Supply Chain Graphic of the Week: A Simple Planning-Execution Model

 

Optimal Cycle Seems Intuitive, but How Many Companies are Really There Today?

 
       
   

By SCDigest Editorial Staff

 
   

 

Both SCDigest survey data as well as anecdotal evidence indicates that achieving better integration between supply chain planning and supply chain execution is a hot topic in most companies today.
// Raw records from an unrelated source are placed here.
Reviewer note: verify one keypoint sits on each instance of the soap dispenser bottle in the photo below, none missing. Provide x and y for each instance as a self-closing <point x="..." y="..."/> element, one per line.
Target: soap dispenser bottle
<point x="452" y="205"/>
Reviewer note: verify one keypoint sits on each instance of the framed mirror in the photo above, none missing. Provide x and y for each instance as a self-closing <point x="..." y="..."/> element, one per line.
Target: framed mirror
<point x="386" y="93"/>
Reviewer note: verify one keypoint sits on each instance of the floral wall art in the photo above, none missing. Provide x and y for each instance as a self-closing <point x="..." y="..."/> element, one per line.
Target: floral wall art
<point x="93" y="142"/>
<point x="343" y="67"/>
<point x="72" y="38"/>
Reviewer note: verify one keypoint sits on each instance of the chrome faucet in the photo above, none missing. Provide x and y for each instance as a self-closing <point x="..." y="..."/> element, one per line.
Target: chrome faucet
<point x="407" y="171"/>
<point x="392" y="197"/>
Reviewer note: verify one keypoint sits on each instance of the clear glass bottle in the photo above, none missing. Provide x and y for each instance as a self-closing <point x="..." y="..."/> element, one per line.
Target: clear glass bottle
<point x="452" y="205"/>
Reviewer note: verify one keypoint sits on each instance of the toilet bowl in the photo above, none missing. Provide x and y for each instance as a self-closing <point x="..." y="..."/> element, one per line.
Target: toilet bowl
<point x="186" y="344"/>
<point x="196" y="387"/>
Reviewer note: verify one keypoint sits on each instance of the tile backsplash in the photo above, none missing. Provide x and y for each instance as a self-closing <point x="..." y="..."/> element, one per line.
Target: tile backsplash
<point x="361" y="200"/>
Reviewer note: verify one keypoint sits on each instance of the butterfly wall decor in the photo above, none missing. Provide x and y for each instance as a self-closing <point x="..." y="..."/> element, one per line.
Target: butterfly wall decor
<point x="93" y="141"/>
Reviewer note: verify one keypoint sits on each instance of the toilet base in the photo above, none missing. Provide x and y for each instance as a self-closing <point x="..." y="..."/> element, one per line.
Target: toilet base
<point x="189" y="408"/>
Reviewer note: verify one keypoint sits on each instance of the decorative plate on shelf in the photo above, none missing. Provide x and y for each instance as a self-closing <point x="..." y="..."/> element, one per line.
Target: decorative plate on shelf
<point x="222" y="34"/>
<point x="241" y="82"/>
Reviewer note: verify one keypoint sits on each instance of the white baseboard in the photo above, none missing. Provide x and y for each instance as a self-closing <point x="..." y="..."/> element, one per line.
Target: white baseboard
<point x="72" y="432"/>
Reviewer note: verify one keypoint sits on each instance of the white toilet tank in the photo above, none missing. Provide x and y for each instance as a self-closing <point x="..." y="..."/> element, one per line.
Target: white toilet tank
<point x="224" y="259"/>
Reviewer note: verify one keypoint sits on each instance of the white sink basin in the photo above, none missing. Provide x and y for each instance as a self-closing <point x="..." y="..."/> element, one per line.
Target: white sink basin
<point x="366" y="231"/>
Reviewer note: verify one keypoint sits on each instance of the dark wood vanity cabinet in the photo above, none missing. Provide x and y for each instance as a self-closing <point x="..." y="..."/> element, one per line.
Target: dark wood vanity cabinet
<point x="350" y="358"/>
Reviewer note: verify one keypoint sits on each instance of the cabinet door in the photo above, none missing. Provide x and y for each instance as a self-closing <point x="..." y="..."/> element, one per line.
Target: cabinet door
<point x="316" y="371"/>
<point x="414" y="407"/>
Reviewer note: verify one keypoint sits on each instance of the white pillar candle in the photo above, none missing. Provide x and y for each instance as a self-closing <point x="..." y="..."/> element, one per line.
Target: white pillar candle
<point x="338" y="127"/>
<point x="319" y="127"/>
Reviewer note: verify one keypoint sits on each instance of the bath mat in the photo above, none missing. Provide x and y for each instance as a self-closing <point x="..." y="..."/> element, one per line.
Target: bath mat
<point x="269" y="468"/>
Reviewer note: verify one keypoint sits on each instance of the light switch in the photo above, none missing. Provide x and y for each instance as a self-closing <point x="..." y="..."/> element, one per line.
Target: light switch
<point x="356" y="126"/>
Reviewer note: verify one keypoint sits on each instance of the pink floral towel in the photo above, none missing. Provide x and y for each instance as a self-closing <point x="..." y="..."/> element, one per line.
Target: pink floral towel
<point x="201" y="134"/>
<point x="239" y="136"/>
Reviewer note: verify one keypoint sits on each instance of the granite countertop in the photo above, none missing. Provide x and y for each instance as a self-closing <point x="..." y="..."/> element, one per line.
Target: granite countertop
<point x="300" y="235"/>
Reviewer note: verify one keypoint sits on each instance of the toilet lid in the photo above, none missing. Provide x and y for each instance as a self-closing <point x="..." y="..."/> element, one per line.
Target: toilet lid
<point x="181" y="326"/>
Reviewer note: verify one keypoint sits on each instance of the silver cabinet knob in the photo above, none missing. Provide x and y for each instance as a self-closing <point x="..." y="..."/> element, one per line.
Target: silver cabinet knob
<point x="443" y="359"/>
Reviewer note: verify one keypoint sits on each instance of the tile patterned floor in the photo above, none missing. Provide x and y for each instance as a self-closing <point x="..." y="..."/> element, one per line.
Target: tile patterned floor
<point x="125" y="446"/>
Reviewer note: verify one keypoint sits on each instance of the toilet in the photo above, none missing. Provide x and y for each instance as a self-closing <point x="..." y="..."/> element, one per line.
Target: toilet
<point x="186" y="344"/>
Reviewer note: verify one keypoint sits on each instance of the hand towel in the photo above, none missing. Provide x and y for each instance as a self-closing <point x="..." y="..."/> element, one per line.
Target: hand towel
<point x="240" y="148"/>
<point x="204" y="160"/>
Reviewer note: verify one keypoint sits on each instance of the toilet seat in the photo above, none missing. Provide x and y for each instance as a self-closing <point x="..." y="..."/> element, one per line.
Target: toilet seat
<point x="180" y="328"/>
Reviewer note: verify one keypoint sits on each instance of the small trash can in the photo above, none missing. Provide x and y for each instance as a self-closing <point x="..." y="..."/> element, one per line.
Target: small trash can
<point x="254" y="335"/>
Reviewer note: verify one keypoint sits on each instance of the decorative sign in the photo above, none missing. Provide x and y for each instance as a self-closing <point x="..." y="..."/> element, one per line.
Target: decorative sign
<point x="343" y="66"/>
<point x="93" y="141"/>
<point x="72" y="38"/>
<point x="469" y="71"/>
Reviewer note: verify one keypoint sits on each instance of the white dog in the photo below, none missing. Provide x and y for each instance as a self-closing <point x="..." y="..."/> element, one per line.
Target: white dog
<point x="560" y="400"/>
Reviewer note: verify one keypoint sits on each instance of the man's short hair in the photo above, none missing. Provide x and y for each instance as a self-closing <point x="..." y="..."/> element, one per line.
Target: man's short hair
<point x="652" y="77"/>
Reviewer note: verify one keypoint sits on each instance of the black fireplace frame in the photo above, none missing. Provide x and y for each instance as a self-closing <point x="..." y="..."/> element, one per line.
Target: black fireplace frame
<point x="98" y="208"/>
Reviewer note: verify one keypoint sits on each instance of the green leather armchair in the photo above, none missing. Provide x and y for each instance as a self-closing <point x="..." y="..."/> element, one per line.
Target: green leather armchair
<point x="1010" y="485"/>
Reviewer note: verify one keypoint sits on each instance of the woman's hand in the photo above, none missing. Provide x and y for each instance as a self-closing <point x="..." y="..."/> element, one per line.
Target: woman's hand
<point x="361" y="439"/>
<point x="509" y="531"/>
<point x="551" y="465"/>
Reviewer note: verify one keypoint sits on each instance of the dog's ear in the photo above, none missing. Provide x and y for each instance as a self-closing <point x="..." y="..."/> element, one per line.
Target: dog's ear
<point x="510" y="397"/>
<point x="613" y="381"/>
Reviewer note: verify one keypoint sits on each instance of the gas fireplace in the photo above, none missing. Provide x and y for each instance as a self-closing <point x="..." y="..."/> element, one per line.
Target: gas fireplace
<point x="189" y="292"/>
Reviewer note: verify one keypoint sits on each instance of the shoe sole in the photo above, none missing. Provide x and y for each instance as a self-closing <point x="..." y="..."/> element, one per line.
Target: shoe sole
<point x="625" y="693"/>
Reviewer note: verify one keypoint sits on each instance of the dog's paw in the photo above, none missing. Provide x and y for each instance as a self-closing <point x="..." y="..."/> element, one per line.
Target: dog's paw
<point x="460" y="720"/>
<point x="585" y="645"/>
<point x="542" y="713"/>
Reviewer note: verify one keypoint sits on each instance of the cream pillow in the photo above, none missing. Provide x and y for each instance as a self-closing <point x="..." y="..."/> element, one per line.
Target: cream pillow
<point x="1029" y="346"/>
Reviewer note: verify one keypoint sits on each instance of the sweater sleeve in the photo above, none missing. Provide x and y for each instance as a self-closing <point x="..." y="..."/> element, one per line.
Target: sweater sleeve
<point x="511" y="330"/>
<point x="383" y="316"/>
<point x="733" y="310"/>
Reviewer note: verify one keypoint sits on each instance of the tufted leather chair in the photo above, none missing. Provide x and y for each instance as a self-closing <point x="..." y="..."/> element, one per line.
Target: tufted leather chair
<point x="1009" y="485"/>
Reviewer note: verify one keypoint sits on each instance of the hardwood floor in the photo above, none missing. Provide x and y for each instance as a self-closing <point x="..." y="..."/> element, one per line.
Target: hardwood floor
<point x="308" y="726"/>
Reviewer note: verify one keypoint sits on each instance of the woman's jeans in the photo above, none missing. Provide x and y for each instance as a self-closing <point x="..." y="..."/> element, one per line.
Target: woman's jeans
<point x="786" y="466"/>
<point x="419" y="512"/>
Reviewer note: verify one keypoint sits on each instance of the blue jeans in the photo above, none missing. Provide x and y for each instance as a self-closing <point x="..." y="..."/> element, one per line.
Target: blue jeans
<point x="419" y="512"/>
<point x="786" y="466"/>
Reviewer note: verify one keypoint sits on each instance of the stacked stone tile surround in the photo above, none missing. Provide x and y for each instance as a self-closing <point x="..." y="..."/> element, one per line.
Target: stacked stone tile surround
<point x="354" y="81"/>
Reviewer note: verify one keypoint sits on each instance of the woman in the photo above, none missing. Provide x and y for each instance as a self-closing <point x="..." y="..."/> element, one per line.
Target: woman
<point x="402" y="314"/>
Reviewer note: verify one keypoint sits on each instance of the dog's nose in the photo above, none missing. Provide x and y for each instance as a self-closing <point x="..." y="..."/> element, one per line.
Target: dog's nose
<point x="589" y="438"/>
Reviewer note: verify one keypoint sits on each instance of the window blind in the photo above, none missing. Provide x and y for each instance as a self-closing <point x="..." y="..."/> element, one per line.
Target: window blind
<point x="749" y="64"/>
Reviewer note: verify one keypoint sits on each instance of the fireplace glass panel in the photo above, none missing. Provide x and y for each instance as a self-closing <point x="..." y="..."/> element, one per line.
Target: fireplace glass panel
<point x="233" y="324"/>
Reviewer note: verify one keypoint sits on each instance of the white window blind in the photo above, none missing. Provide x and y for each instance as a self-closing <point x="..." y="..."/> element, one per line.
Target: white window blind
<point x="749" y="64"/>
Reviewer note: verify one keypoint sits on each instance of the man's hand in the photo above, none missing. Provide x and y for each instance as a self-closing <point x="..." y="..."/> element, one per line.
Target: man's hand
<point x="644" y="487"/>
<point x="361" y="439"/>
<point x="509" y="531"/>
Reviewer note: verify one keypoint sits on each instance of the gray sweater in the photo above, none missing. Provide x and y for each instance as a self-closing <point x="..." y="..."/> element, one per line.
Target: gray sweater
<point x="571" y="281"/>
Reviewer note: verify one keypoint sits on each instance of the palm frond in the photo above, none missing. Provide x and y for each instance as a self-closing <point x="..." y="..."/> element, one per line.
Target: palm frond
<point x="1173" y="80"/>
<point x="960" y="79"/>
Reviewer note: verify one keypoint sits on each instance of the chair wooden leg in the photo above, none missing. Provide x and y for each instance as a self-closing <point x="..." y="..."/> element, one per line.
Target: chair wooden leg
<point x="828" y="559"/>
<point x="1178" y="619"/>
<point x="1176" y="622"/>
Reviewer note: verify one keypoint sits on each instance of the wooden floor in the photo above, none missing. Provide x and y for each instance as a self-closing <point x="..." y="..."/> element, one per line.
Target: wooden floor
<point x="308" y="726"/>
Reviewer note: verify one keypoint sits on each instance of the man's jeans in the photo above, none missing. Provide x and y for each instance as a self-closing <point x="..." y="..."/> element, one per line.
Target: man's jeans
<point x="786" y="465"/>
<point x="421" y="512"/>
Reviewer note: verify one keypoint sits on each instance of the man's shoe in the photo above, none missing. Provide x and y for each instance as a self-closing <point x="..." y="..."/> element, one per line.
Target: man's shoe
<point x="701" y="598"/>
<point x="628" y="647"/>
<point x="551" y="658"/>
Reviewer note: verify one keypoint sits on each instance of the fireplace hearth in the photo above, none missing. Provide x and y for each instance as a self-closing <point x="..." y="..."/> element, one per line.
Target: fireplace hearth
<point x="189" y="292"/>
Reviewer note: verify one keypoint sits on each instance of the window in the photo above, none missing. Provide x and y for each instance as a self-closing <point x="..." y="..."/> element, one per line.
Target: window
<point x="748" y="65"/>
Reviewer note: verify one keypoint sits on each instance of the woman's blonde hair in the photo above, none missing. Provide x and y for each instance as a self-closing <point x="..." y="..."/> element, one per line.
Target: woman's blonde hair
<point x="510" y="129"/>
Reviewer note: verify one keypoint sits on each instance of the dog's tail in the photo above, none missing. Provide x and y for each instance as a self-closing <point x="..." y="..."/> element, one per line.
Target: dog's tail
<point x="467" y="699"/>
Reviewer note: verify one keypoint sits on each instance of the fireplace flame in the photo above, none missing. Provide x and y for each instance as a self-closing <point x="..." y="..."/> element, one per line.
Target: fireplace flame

In a soon to be released report from SCDigest, for example, 51.8% of respondents said they saw significant opportunities for improvement from better integration of planning and execution.

 

But what does that really mean?

 

Planning is perhaps more well understood, with the traditional hierarchical planning model of strategic, tactical, and operational planning that then feeds (we hope) into execution processes.

 

But execution is a bit more tricky. Supply chain analysts invented the term "supply chain execution" or SCE more than a decade ago, but that term was mostly associated with warehouse management and transportation management software.

 

Execution certainly includes distribution and transportation processes, but also includes (where relevant) manufacturing scheduling, retail in-store execution, global logistics management and more.

 

So what does integrated planning and execution look like? During a recent presentation at the Fall version of JDA Software's Demand Optimization Council (DOC) meeting of some of its top manufacturing and retail customers, SCDigest editor Dan Gilmore gave a presentation that included this simple model, as illustrated below:

 

 

The basics:

 

1. Plans are built on a high level of data accuracy and integrity. That accuracy comes from pervasive data collection systems that feed into execution systems. Planning is also based on near real-time visibility to execution capacities and constraints.

 

2. Execution makes its own plans based on a detailed consensus forecast from planning.

 

3. Planning, especially tactical planning, receives near real-time data from execution systems on the plan's success. Data latency is dramatically reduced.

 

4. Operational and tactical plans are adjusted based on that execution feedback, and the cycle starts again.

 

Sounds simply and obvious, right? But how many companies are really living it today? We don't think too many yet, in terms of where this is headed.